Il confine nel mare d’Irlanda è stata una soluzione grossolana che ha scontentato la maggior parte dei sostenitori della Brexit
Sfortunatamente la Brexit ha reso indispensabile la creazione di una frontiera reale tra Regno Unito e Unione europea. Dato che un confine terrestre “rigido” avrebbe incrinato la fiducia dei nazionalisti nell’accordo del venerdì santo e provocato con ogni probabilità la ripresa della guerra, Londra ha accettato (con riluttanza) di posizionare il confine “nel mare d’Irlanda”.
Le persone e le merci avrebbero mantenuto la libertà di movimento sull’isola, mentre i prodotti provenienti dal Regno Unito e diretti in Irlanda del Nord avrebbero dovuto superare i controlli doganali dell’Ue nei porti nordirlandesi.
Una firma frettolosa
È stata una soluzione grossolana che ha scontentato la maggior parte dei sostenitori della Brexit perché violava il principio della “sovranità” britannica.

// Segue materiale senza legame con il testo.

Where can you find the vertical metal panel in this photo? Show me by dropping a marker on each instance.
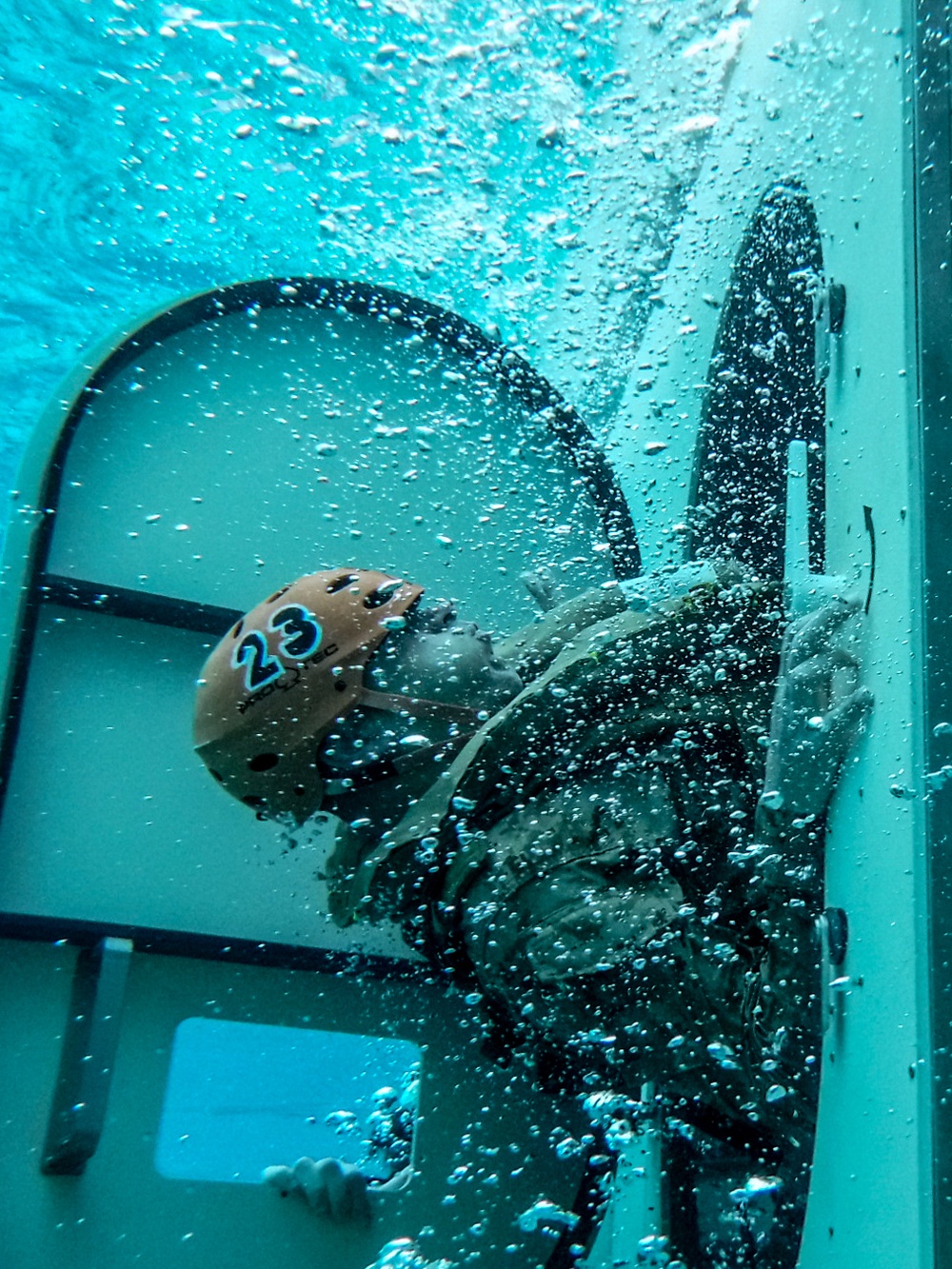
(932, 186)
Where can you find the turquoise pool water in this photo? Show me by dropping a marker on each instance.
(525, 165)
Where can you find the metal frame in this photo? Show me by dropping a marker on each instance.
(27, 585)
(932, 210)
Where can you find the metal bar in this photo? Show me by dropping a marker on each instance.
(932, 193)
(212, 947)
(140, 605)
(88, 1058)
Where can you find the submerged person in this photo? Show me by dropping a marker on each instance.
(579, 823)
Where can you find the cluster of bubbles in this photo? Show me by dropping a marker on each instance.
(524, 165)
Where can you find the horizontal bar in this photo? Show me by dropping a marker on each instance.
(140, 605)
(212, 947)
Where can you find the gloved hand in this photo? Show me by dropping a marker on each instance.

Ma Johnson aveva fretta, e dunque ha firmato. Poi ha promesso a tutti gli abitanti dell’Irlanda del Nord che non ci sarebbero mai stati controlli doganali sulle merci in transito tra l’isola e il resto del Regno Unito. Era consapevole di mentire? O semplicemente non aveva letto con attenzione il trattato?

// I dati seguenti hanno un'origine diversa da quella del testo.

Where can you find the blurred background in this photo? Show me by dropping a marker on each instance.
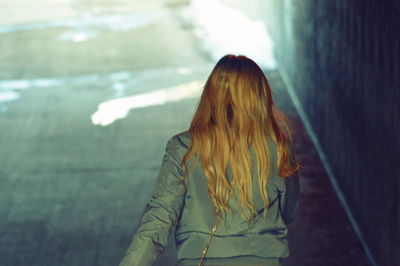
(91, 90)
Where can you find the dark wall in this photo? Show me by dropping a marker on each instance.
(342, 59)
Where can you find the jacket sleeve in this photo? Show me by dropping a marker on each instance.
(289, 201)
(160, 213)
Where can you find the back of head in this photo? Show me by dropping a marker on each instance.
(235, 111)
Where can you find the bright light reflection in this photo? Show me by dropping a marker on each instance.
(227, 30)
(109, 111)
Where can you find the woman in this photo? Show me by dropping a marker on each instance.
(210, 172)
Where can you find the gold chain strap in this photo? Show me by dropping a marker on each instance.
(204, 252)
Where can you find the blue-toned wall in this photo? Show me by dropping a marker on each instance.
(341, 58)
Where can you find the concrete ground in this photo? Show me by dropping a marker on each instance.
(71, 191)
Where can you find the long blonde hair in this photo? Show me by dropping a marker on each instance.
(236, 110)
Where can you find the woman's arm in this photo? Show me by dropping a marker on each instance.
(160, 214)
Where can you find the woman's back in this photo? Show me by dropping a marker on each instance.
(235, 112)
(233, 238)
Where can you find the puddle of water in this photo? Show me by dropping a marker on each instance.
(226, 30)
(89, 26)
(110, 111)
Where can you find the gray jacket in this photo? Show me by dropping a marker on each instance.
(192, 215)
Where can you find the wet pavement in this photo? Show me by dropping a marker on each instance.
(84, 122)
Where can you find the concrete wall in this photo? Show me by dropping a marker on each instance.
(341, 58)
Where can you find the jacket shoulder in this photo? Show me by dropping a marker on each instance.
(183, 138)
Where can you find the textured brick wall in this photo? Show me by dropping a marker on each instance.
(342, 58)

Cummings sostiene che Johnson non abbia mai compreso il significato dell’accordo che ha firmato. Ma Johnson non è stupido come vorrebbe apparire, e la maggior parte dei governi europei ritiene che abbia semplicemente firmato il documento in malafede.

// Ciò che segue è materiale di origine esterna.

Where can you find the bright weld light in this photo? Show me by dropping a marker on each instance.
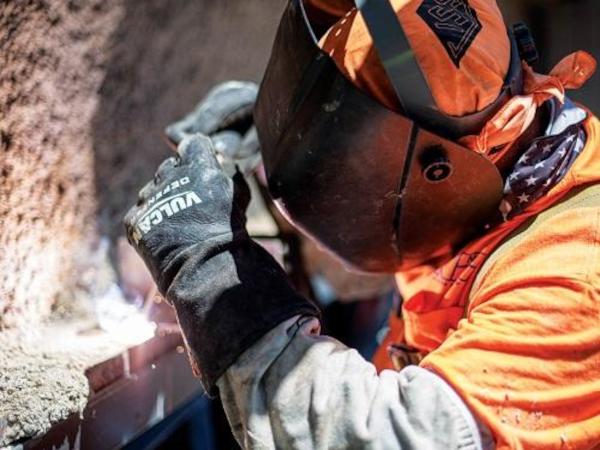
(123, 321)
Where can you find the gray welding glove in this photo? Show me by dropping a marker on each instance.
(225, 115)
(189, 228)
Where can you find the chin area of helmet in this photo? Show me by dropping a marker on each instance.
(382, 190)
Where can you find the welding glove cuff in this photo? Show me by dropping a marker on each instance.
(226, 300)
(189, 228)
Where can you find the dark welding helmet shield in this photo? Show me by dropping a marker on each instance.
(366, 182)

Questo ci porta alla situazione attuale. Alle dogane nei porti nordirlandesi si sono verificati gravi ritardi, e l’Ue ha appena proposto di esentare dai controlli doganali circa metà dei prodotti alimentari e le medicine.
Con questo gesto l’Europa ha offerto un ramoscello d’ulivo, ma Johnson ha alzato la posta avanzando una nuova richiesta: vuole che la Corte penale europea non abbia più giurisdizione sulle eventuali violazioni del trattato. Frost ha addirittura minacciato di “sospendere” interamente il trattato se Bruxelles non dovesse acconsentire.
Le autorità europee sospettano che Johnson stia cercando una scusa per mandare all’aria il trattato e incolpare gli europei per la guerra commerciale e per la ripresa del conflitto in Irlanda del Nord che ne conseguiranno. La situazione nel Regno Unito sta peggiorando in molti contesti, e Johnson ha bisogno di distogliere l’attenzione dai problemi interni.
Davvero il primo ministro è pronto ad andare fino in fondo? Probabilmente, al momento, non lo sa nemmeno lui.